BEKASI – mediakota-online.com
Pelaksanaan proyek peningkatan Jalan Alinda di Kelurahan Kaliabang Tengah, Kecamatan Bekasi Utara, Kota Bekasi, menuai sorotan dari masyarakat. Pasalnya, pengecoran jalan yang dilakukan pada Jumat (6/3/2026) malam memicu kekacauan lalu lintas di sekitar lokasi.
Sejumlah warga dan pengguna jalan mengeluhkan tidak adanya sosialisasi maupun pemberitahuan sebelumnya terkait penutupan akses jalan yang dilakukan secara penuh selama proses pengecoran berlangsung.
Minimnya informasi di lapangan, seperti tidak adanya plang proyek maupun banner pemberitahuan, membuat banyak pengendara terkejut saat melintas. Akibatnya, para pengguna jalan terpaksa memutar arah untuk mencari jalur alternatif.
Salah satu pengguna jalan berinisial U, warga Alinda 2, mengaku merasa dirugikan karena tidak mendapatkan informasi mengenai adanya pekerjaan tersebut.
“Saya baru pulang kerja sudah capek, harusnya sudah sampai rumah. Tapi karena jalan sudah dicor dan tidak ada pemberitahuan, saya harus memutar lewat Paku,” ujarnya.
Keluhan serupa juga disampaikan Mario, ST, Ketua RW 21 Kaliabang Tengah. Ia mengaku tidak mendapatkan informasi sebelumnya terkait jadwal pelaksanaan pekerjaan jalan tersebut.
“Saya merasa kecolongan karena tidak ada pemberitahuan. Banyak warga bertanya kepada saya, tetapi saya juga tidak tahu kapan pengerjaannya. Tiba-tiba malam ini jalan sudah dicor,” kata Mario.
Menurutnya, apabila proyek tersebut dikelola dengan baik, proses pengecoran seharusnya dapat dilakukan secara bertahap atau menggunakan sistem setengah badan jalan, sehingga aktivitas warga dan arus lalu lintas tidak terganggu sepenuhnya.
“Seharusnya pengecoran dilakukan setengah-setengah agar lalu lintas tetap bisa berjalan. Warga merasa diabaikan karena tidak ada sosialisasi sebelumnya,” tambahnya.
Saat dikonfirmasi di lokasi, pihak pelaksana proyek dari PT Bumi Putra Paninggaran tidak berada di tempat sehingga belum dapat memberikan keterangan terkait pelaksanaan pekerjaan tersebut.
Sorotan Ketua PWI Bekasi Raya
Menanggapi persoalan tersebut, Ketua PWI Bekasi Raya, Ade Muksin, menilai bahwa setiap proyek pembangunan yang menggunakan anggaran publik harus dilaksanakan secara terbuka serta memperhatikan kepentingan masyarakat.
Menurutnya, keberadaan plang proyek, informasi pekerjaan, serta pengaturan lalu lintas merupakan standar yang seharusnya dipenuhi dalam setiap proyek infrastruktur.
“Pembangunan infrastruktur tentu kita dukung, tetapi pelaksanaannya juga harus transparan dan memperhatikan masyarakat.
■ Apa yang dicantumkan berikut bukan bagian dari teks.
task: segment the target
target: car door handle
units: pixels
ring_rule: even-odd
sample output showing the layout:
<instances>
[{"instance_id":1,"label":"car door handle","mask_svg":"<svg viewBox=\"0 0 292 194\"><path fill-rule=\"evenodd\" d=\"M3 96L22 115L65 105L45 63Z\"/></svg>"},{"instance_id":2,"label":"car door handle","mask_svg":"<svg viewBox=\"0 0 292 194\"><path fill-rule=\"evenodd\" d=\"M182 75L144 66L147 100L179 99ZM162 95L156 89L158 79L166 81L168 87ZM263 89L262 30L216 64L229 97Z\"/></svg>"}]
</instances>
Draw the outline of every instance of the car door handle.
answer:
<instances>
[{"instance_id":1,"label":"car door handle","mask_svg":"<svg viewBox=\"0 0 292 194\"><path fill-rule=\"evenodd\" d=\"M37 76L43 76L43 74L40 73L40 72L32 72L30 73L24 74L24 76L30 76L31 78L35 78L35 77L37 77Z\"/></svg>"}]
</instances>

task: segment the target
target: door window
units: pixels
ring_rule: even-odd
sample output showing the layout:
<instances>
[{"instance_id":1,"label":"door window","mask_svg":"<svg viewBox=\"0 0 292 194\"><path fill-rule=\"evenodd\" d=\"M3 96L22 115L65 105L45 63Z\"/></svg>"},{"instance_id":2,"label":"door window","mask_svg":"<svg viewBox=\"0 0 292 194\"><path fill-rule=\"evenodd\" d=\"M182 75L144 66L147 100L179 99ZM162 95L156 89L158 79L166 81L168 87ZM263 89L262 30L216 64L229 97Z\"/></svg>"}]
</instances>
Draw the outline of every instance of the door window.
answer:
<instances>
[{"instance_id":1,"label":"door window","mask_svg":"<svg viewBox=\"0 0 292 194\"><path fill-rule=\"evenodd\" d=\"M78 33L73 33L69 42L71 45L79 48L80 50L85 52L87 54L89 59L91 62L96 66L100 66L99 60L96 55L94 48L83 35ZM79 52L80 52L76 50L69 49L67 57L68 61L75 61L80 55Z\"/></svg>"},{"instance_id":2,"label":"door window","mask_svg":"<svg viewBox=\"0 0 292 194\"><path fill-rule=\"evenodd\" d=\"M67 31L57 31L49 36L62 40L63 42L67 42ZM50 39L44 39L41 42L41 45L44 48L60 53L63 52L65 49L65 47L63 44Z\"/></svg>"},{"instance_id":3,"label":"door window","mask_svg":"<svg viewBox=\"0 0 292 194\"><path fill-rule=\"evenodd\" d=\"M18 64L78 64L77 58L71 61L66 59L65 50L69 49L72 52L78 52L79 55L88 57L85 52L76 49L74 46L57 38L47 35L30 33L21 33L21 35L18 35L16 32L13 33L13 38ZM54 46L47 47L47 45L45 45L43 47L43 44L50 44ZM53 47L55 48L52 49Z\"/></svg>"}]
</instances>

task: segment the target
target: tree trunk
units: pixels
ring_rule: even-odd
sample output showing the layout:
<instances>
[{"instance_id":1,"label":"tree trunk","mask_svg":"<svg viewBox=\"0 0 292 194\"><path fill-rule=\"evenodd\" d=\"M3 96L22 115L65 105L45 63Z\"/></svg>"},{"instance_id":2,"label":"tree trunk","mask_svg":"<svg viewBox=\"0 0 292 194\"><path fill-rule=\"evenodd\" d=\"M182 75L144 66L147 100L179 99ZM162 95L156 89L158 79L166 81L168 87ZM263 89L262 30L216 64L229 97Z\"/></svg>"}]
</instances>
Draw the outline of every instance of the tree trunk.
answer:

Minimal ada informasi yang jelas kepada warga agar tidak menimbulkan kebingungan atau gangguan aktivitas,” ujar Ade Muksin.
Ia juga mendorong Dinas Bina Marga dan Sumber Daya Air Kota Bekasi untuk meningkatkan pengawasan terhadap pelaksanaan proyek di lapangan.
“Karena proyek ini menggunakan anggaran publik, maka pengawasannya juga harus ketat. Jangan sampai masyarakat justru dirugikan karena kurangnya koordinasi dan informasi,” tegasnya.
Warga berharap ke depan setiap proyek pembangunan jalan dapat dilaksanakan dengan perencanaan yang matang, disertai sosialisasi kepada masyarakat serta manajemen lalu lintas yang baik, sehingga pembangunan benar-benar memberikan manfaat tanpa menimbulkan keresahan di tengah masyarakat.